Background and study aims: Crohn's disease (CD) activity is a risk factor for non-alcoholic fatty liver disease (NAFLD); however, few studies have focused on NAFLD with different CD activities. This study aimed to analyze the prevalence, risk factors, and prognosis of NAFLD in patients with active and inactive CD.
Patients and methods: Consecutive patients diagnosed with CD between January 2014 and December 2017 were retrospectively enrolled in a tertiary center of China. The clinical characteristics and prognosis of NAFLD in patients with active and inactive CD were analyzed.
Results: A total of 844 patients with CD were enrolled. The prevalence of NAFLD was 20.38 % (172/844), and it was mainly lean NAFLD (80.23 %). The prevalence of NAFLD and lean NAFLD was higher in active CD than in inactive CD (23.1 % vs. 15.9 %, P = 0.012, 19.5 % vs. 11.3 %, P = 0.039, respectively). In patients with CD, higher body mass index (BMI), higher C-reactive protein, and lower albumin were risk factors. Risk factors for NAFLD was low ALB in active CD. In inactive CD, the risk factors for NAFLD were higher BMI and ongoing use of azathioprine/6-Mercaptopurine. In a follow-up period of 45.46 ± 18.67 months, NAFLD was alleviated in 74.73 % (68/91) and 64.10 % (25/39) patients with active and inactive CD, respectively, after CD-related treatment.

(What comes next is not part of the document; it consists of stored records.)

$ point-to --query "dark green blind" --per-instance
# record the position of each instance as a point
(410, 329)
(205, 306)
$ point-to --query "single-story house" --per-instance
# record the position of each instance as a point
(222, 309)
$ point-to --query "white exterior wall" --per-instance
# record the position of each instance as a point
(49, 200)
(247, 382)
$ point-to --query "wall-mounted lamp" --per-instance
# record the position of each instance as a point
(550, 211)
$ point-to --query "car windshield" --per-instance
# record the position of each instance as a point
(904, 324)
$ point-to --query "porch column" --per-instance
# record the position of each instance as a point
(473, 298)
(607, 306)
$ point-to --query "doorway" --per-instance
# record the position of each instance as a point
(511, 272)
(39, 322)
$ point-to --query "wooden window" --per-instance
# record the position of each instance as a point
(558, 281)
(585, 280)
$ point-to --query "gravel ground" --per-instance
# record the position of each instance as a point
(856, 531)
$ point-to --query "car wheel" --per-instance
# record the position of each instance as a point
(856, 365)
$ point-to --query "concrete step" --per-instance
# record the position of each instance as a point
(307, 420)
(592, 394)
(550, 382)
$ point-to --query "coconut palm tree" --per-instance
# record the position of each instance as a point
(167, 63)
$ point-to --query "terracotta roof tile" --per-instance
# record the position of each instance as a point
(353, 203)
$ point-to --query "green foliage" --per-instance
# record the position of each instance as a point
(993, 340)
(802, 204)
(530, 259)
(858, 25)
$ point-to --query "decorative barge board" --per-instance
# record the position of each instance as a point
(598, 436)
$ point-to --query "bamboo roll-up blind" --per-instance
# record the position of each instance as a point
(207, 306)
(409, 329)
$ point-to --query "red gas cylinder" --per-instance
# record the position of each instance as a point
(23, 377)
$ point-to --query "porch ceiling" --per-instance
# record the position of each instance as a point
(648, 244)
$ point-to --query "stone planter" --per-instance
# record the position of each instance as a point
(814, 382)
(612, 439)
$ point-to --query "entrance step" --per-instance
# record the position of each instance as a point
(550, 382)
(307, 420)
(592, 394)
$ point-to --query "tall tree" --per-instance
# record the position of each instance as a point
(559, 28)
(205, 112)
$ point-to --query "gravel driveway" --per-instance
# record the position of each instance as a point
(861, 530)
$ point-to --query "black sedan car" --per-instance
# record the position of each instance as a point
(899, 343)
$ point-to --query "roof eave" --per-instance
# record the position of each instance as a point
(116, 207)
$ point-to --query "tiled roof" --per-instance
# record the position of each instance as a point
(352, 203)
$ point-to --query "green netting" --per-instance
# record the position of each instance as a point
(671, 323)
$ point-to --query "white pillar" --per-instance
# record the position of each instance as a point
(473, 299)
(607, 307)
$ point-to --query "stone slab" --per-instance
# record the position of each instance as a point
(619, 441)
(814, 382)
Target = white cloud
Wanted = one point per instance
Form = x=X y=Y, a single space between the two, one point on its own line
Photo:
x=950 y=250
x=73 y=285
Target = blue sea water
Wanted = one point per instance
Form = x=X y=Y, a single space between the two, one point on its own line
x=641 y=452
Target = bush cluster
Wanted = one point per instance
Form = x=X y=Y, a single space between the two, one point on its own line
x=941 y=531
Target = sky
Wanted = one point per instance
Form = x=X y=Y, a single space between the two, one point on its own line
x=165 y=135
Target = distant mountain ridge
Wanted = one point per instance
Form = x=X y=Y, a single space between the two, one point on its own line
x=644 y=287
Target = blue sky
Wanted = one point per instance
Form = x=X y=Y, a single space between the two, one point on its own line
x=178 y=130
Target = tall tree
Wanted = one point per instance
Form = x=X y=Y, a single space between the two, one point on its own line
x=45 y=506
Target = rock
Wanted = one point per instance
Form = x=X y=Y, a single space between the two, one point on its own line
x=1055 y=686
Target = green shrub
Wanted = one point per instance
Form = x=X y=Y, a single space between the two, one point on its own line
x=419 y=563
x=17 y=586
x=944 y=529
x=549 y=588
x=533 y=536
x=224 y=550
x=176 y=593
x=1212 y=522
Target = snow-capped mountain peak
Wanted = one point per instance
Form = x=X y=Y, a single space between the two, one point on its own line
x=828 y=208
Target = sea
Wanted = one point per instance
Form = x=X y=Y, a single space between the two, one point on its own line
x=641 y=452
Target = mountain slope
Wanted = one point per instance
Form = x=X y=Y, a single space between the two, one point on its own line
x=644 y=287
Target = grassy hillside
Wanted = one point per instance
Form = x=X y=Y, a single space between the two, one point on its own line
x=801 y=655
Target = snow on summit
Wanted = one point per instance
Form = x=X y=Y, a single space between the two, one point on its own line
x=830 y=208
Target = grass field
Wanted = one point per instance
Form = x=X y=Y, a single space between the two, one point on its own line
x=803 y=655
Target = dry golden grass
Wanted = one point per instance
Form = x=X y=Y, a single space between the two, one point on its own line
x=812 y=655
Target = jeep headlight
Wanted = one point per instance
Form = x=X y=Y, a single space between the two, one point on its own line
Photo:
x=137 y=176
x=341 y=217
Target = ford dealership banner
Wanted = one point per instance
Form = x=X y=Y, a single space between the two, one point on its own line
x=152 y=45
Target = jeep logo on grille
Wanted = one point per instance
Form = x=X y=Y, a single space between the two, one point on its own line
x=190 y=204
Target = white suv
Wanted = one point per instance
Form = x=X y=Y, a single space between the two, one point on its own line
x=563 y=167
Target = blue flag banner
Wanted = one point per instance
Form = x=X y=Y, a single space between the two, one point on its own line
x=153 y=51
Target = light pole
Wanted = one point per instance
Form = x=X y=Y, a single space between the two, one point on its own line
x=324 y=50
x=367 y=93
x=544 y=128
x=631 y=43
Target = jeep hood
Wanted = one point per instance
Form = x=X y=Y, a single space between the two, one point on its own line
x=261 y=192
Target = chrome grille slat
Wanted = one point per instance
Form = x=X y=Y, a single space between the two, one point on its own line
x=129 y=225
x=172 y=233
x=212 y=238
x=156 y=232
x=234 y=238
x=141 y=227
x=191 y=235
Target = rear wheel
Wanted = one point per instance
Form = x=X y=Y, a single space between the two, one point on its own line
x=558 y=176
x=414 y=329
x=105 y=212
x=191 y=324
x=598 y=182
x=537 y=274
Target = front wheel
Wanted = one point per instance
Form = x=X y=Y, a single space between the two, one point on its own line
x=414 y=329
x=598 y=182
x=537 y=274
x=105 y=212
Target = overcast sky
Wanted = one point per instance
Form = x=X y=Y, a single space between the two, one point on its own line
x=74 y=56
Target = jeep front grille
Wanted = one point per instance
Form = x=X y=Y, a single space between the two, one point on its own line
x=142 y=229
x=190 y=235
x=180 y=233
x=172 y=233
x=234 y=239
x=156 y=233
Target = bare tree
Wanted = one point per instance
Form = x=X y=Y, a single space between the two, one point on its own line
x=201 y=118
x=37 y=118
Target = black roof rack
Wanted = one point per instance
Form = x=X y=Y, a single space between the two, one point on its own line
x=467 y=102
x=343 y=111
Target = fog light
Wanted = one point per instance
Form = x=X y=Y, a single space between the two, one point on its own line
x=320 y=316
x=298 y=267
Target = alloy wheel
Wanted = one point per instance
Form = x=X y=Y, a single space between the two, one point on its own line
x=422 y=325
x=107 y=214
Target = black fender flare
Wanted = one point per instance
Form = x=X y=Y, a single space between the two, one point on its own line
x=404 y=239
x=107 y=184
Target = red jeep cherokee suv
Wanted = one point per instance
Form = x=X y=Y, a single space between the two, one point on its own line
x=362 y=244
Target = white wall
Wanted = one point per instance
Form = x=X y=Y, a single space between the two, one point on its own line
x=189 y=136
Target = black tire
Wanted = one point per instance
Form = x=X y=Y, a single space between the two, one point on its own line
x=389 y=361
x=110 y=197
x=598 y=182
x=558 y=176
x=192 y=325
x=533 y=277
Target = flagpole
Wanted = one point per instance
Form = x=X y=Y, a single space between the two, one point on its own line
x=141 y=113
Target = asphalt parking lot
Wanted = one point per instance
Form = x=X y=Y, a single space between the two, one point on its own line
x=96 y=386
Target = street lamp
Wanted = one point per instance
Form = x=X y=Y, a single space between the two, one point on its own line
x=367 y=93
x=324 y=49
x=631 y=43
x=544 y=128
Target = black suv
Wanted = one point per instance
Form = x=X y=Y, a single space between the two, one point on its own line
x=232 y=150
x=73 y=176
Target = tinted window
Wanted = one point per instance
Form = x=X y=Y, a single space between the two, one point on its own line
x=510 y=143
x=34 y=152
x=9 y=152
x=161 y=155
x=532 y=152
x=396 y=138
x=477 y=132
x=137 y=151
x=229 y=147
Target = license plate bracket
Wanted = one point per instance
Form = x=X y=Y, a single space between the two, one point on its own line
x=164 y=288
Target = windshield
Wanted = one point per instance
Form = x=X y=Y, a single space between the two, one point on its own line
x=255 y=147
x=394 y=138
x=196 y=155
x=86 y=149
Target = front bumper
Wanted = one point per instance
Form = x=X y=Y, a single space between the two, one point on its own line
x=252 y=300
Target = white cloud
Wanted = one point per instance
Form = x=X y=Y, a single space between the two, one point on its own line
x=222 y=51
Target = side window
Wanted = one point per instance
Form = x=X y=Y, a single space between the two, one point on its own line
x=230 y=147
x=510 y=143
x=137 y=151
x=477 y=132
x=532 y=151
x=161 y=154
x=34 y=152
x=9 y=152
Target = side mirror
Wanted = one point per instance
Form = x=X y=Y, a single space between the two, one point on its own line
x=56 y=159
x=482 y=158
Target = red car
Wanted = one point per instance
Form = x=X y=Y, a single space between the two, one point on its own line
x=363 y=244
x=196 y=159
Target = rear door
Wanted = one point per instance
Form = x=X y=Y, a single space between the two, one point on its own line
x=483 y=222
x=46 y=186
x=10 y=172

Conclusions: Approximately one-fifth of patients with CD developed NAFLD, mainly lean NAFLD. NAFLD in active and inactive CD exhibits different characteristics and risk factors, suggesting that the underlying mechanisms of NAFLD in different CD activities may differ. Most of CD patients with NAFLD were alleviated after CD-related treatment.